Tuesday, July 5, 2011

Individual Paths

Recently, I've become overwhelmed with the deluge that is social media. I have to rein myself in from checking Facebook and Twitter all of the time, and then I end up panicking that I'm falling behind if I don't see what is going on. There are aspects of social media which I love, but one thing I hate is the pressing urge for more information, and then the sense that I am not keeping up with everyone else and should know more than I do.

There are so many choices in the world we live in. Everywhere we turn we have options, each one more enticing than the last, and we have to learn to sift the wheat from the chaff or we will go nuts. I worry about teaching my kids the value of focusing on one thing at a time when everyone around them is multi-tasking like crazy. We eat, sleep and breathe multiple things at once now, and the end result for me is overwhelming chaos.

Every so often I must take a deep breath and talk myself down from the ledge. I need to stoke the fire of my own confidence, and recognize that I have my own plan as an author. The fact that other writers are doing things differently doesn't have to alter my plans. I wish this message would ingrain itself deeply into my psyche, and not trip me up so often.

We are all on individual paths. We are not meant to be clones of one another. When I feel strong and secure in myself, I somehow know this to be true, and I don't have to work so hard at believing it. But when I immerse myself in social media, and see all of the "how to" articles on being a better writer, and five great ways to promote yourself more effectively, I begin to doubt what I'm doing, and look to the left and to the right when it should be eyes front.

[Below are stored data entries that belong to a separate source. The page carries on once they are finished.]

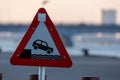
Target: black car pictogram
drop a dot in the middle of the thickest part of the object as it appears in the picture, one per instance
(40, 44)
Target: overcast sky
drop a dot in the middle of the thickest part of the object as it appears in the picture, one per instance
(60, 11)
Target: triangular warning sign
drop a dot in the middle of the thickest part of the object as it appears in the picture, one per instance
(41, 45)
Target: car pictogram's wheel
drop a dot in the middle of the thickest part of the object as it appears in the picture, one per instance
(48, 51)
(35, 47)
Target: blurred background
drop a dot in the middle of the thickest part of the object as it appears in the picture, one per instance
(87, 28)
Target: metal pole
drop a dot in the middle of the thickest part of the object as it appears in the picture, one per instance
(41, 73)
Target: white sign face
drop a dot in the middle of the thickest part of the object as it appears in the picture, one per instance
(41, 45)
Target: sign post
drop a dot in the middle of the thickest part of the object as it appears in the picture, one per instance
(41, 74)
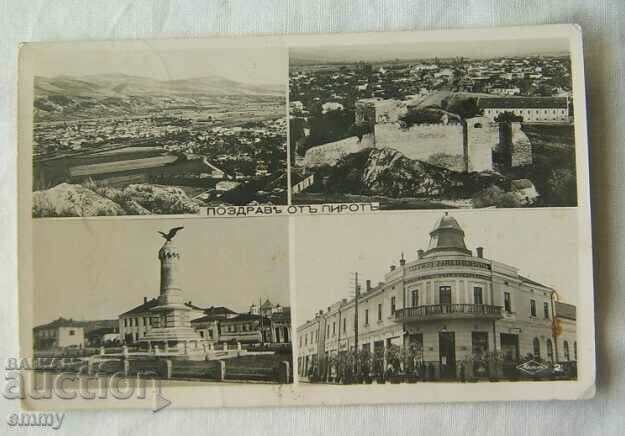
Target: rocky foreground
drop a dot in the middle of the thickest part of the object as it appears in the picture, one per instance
(72, 200)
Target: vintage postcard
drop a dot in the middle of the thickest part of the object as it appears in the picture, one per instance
(143, 130)
(305, 220)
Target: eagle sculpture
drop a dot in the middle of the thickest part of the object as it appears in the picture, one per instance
(172, 232)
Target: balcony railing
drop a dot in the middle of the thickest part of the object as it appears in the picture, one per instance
(449, 311)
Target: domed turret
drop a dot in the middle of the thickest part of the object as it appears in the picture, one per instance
(447, 237)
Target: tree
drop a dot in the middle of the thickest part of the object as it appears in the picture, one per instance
(561, 188)
(495, 196)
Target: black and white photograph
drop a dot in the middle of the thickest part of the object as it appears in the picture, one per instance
(437, 297)
(433, 125)
(157, 131)
(406, 215)
(185, 299)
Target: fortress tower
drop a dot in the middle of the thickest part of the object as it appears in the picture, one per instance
(365, 117)
(172, 331)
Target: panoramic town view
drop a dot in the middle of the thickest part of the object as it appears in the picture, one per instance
(113, 143)
(410, 128)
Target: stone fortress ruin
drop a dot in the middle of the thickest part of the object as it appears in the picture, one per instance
(459, 145)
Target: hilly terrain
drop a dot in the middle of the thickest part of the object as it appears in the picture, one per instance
(71, 97)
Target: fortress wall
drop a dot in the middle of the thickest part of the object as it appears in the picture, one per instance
(480, 144)
(521, 147)
(329, 154)
(421, 141)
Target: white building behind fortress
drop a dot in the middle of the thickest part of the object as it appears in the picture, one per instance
(471, 142)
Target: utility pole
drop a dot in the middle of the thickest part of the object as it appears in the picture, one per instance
(262, 330)
(357, 294)
(402, 263)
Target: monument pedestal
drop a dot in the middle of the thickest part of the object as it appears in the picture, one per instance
(172, 333)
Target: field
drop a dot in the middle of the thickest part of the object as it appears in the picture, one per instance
(120, 166)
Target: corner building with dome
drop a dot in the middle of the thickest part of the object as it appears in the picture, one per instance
(454, 308)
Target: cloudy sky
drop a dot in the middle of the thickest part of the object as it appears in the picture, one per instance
(542, 243)
(100, 268)
(429, 50)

Putting one foot in front of the other and making decisions which are right for me should be at the top of my agenda. It's just so easy to get lost in the myriad of information available to us at the speed of light, and it's never hard to lose sight of our focus. Things get blurry when we become too fixated on what other people are doing. There is certainly a time and place to learn from what is working and what isn't for other people, but sometimes we need to trust our own gut, and not worry when our path diverges from the next person's.

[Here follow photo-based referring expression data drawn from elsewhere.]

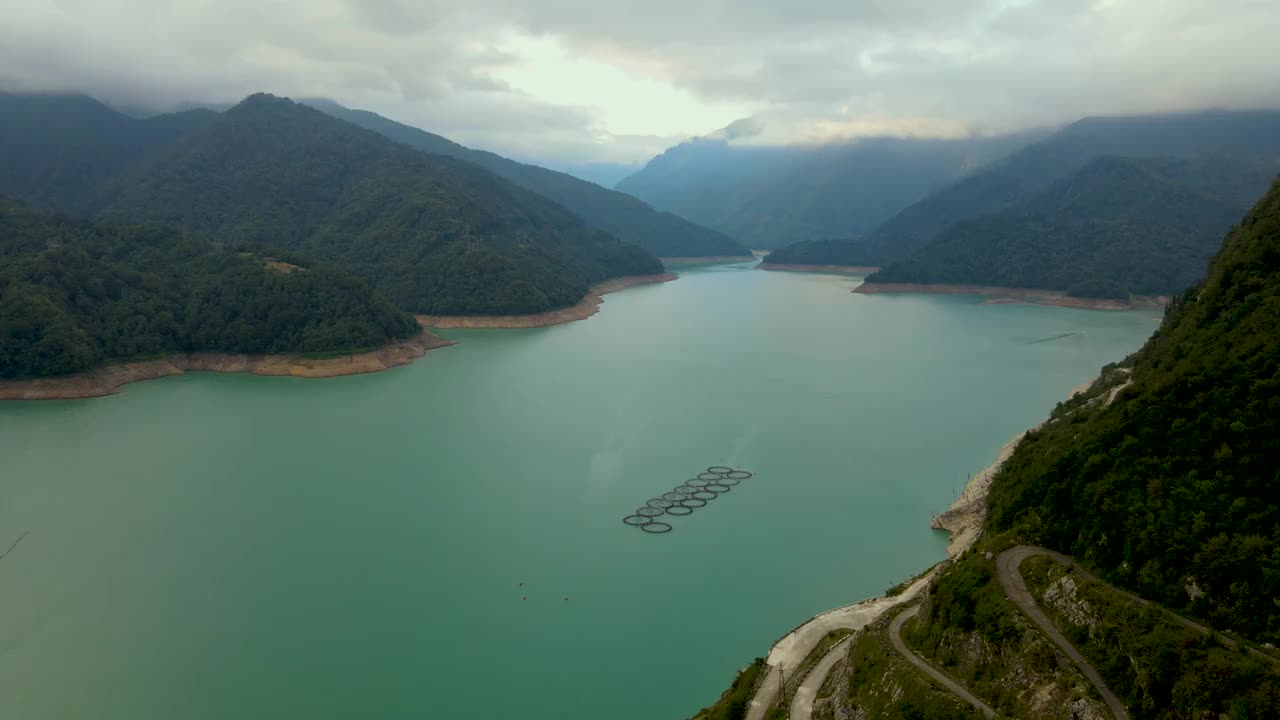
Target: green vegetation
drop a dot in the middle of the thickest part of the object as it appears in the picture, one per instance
(1170, 490)
(1160, 669)
(883, 686)
(616, 213)
(1019, 178)
(1116, 227)
(734, 702)
(432, 233)
(62, 151)
(972, 632)
(74, 295)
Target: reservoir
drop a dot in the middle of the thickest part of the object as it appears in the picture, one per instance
(446, 540)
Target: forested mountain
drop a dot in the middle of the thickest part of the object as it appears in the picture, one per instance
(62, 150)
(1032, 171)
(433, 233)
(773, 196)
(616, 213)
(1119, 226)
(74, 295)
(1171, 490)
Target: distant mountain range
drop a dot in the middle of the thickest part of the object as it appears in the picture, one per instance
(1118, 226)
(616, 213)
(1022, 220)
(433, 233)
(773, 196)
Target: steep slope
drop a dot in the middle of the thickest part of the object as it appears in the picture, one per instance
(616, 213)
(74, 295)
(433, 233)
(60, 150)
(773, 196)
(1116, 227)
(1170, 488)
(1029, 172)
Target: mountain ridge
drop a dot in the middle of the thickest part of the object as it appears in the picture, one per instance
(613, 212)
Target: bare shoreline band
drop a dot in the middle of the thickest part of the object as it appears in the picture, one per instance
(705, 260)
(588, 306)
(1014, 295)
(836, 269)
(108, 379)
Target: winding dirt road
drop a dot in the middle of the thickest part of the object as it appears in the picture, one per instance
(895, 638)
(1015, 587)
(801, 705)
(795, 646)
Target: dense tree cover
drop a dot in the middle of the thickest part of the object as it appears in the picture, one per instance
(1119, 226)
(433, 233)
(1159, 668)
(63, 151)
(1029, 172)
(616, 213)
(1173, 490)
(773, 196)
(73, 295)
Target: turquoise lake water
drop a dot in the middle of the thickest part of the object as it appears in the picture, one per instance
(231, 546)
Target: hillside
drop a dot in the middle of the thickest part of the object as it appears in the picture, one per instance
(1032, 171)
(775, 196)
(74, 295)
(433, 233)
(616, 213)
(1119, 226)
(1170, 490)
(62, 150)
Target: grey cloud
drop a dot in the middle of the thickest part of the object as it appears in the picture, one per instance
(740, 128)
(810, 67)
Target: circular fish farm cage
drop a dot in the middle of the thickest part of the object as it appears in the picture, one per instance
(685, 497)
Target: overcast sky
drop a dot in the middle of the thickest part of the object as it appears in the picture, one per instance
(599, 80)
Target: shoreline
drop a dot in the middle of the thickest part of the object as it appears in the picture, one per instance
(1014, 295)
(837, 269)
(108, 379)
(964, 519)
(588, 306)
(705, 260)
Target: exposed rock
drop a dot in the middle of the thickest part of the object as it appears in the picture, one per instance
(1064, 596)
(109, 378)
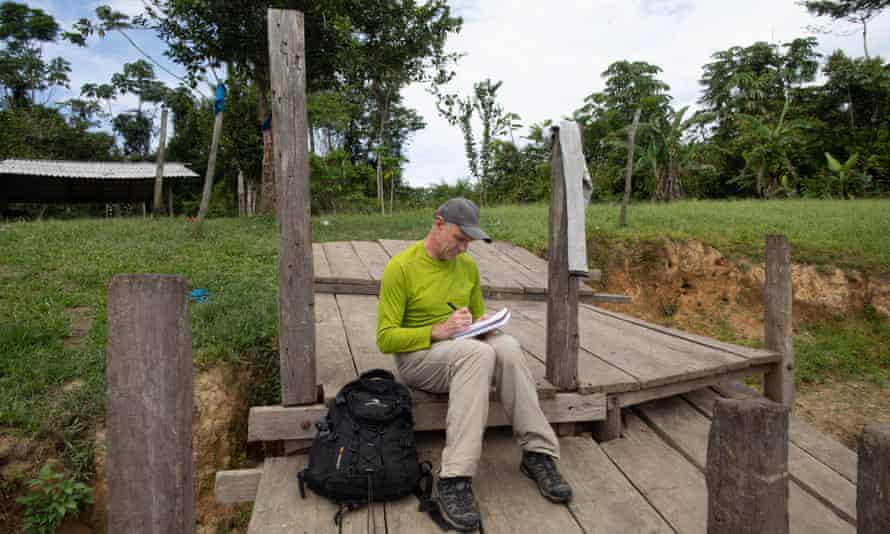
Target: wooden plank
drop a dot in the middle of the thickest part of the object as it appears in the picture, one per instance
(672, 485)
(344, 261)
(604, 502)
(747, 467)
(778, 385)
(874, 479)
(394, 246)
(650, 358)
(373, 257)
(149, 421)
(594, 375)
(237, 485)
(686, 429)
(762, 356)
(825, 449)
(562, 287)
(271, 423)
(359, 313)
(508, 501)
(335, 364)
(677, 388)
(296, 321)
(320, 265)
(826, 485)
(278, 508)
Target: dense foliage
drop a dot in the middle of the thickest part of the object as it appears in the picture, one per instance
(763, 125)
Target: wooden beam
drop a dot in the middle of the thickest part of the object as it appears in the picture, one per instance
(778, 385)
(237, 485)
(747, 468)
(296, 315)
(562, 288)
(149, 411)
(873, 491)
(272, 423)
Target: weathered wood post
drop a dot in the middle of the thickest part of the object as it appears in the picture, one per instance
(562, 287)
(296, 304)
(778, 385)
(149, 411)
(873, 486)
(157, 207)
(747, 468)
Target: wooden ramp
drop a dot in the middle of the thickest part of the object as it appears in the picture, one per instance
(649, 481)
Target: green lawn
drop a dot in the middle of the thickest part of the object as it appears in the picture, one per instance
(49, 267)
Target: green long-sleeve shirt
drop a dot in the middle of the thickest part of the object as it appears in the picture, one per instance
(414, 296)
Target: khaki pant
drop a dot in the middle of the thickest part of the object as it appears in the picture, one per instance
(466, 369)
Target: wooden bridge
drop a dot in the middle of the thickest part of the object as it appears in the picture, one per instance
(649, 480)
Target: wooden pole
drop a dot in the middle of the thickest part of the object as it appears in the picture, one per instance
(149, 411)
(242, 200)
(562, 288)
(157, 206)
(747, 468)
(296, 305)
(873, 486)
(628, 180)
(778, 385)
(208, 178)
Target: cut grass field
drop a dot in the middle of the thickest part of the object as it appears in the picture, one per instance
(53, 389)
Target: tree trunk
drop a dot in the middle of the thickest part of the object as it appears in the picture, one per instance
(384, 111)
(631, 135)
(157, 207)
(208, 178)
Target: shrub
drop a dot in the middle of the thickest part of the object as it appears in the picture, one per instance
(52, 496)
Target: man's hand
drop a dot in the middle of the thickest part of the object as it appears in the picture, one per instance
(457, 322)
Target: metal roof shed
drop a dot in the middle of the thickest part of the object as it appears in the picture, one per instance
(78, 182)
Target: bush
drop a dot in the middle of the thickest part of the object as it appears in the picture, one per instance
(52, 496)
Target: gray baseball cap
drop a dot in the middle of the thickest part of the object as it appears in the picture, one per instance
(465, 214)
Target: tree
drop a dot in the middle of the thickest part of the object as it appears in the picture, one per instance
(855, 11)
(460, 111)
(24, 73)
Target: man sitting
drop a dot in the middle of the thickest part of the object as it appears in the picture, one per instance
(416, 318)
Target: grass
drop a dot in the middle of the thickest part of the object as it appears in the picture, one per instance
(49, 267)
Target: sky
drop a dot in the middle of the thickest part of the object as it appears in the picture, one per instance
(549, 55)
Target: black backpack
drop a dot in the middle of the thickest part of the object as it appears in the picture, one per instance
(364, 450)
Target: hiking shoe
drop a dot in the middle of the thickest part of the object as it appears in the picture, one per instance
(542, 469)
(457, 504)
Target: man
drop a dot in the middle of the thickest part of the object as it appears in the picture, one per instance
(429, 292)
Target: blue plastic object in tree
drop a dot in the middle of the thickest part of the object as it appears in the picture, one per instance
(199, 295)
(219, 101)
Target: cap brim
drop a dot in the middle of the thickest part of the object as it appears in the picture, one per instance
(474, 232)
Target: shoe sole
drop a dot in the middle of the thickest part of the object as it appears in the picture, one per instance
(549, 497)
(457, 526)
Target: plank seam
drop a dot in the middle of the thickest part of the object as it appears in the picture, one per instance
(640, 492)
(656, 328)
(346, 336)
(580, 347)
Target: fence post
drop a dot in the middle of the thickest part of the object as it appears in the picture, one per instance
(873, 486)
(562, 288)
(747, 468)
(149, 411)
(296, 304)
(778, 385)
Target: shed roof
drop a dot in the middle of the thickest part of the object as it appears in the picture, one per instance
(93, 170)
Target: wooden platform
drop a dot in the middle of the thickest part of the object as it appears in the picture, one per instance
(649, 481)
(622, 361)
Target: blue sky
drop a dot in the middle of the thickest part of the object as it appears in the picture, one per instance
(548, 54)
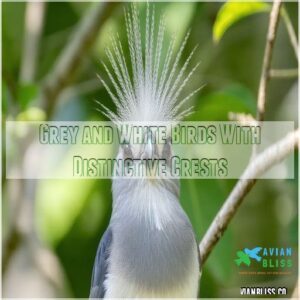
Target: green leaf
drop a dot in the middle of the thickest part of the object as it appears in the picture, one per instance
(231, 12)
(216, 106)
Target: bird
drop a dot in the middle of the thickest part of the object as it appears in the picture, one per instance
(149, 248)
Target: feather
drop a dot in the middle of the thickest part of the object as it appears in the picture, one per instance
(153, 92)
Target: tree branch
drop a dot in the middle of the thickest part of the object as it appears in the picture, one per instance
(34, 17)
(283, 73)
(273, 24)
(70, 57)
(291, 32)
(261, 163)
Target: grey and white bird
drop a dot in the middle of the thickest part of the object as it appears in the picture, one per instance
(149, 248)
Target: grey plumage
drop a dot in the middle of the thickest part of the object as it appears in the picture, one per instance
(100, 265)
(149, 249)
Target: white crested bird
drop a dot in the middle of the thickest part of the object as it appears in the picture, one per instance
(149, 248)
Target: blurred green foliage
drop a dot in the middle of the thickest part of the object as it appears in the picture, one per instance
(71, 215)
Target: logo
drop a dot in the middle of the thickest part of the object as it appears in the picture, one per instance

I need to be stricter with myself when it comes to social media. Perhaps I need a day off every week, or finish surfing Facebook and Twitter at a certain point each day, like 7 pm when my kids go to bed. Getting an iPhone has had many obvious benefits, but a key drawback is that I end up taking it with me to the couch in the evening, and when I should be unwinding and reading or watching a movie, I end up multi-tasking and essentially still working while I should be relaxing.

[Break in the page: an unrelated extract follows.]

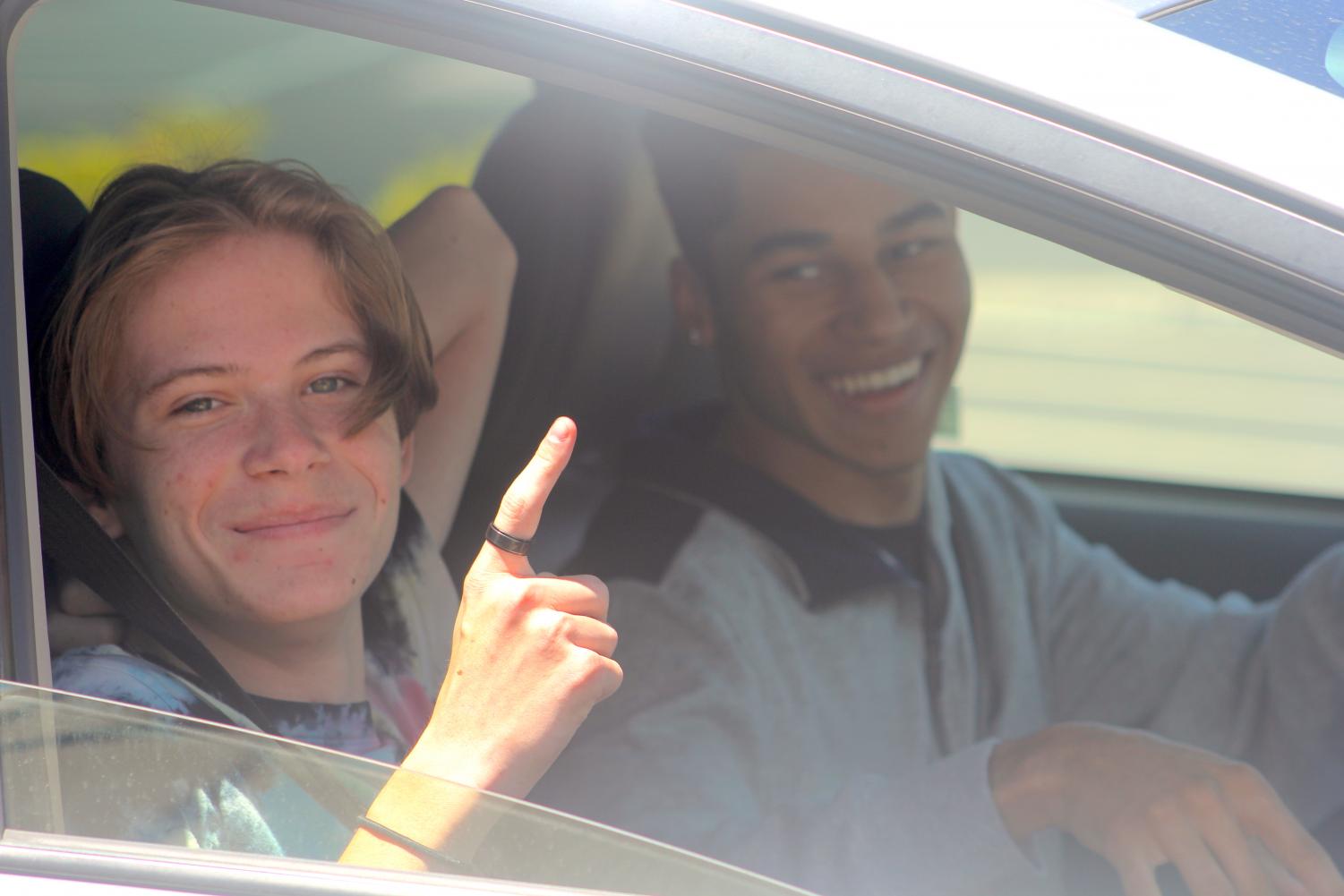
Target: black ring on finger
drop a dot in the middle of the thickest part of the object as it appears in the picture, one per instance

I have to remember that I am in charge of my various electronic devices, and not the other way around. I can opt out, at any time, and not be any poorer for it. The panic that I will fall behind exists only in my mind. Social media is there to connect us, not enslave us, and I need to prioritize the personal interactions in my life and not spend valuable time staring at my phone or laptop when my kids or husband or friends are talking to me.


  1. I saw something on the news a few months back that there was a study done in the US that showed that people who are active in social networking tend to be far more depressed than those that are not. The theory is that: 1. They are more focused on others lives than making theirs into what they want and 2. It creates a false sense of community while at the same time increasing the need to "keep up with the Jones'" because people are now not just comparing themselves to their neighbors or friends but instead hundreds of extra people that you would otherwise not even stay in contact with. Interesting..

  2. I can see that. The competition part is especially troubling, and I've been sucked into that vortex more times than I can count.

    Social media also has a voyeuristic aspect which can create obsessions with what other people are doing, and unless your contacts are actual friends in real life, it can create a false sense of intimacy.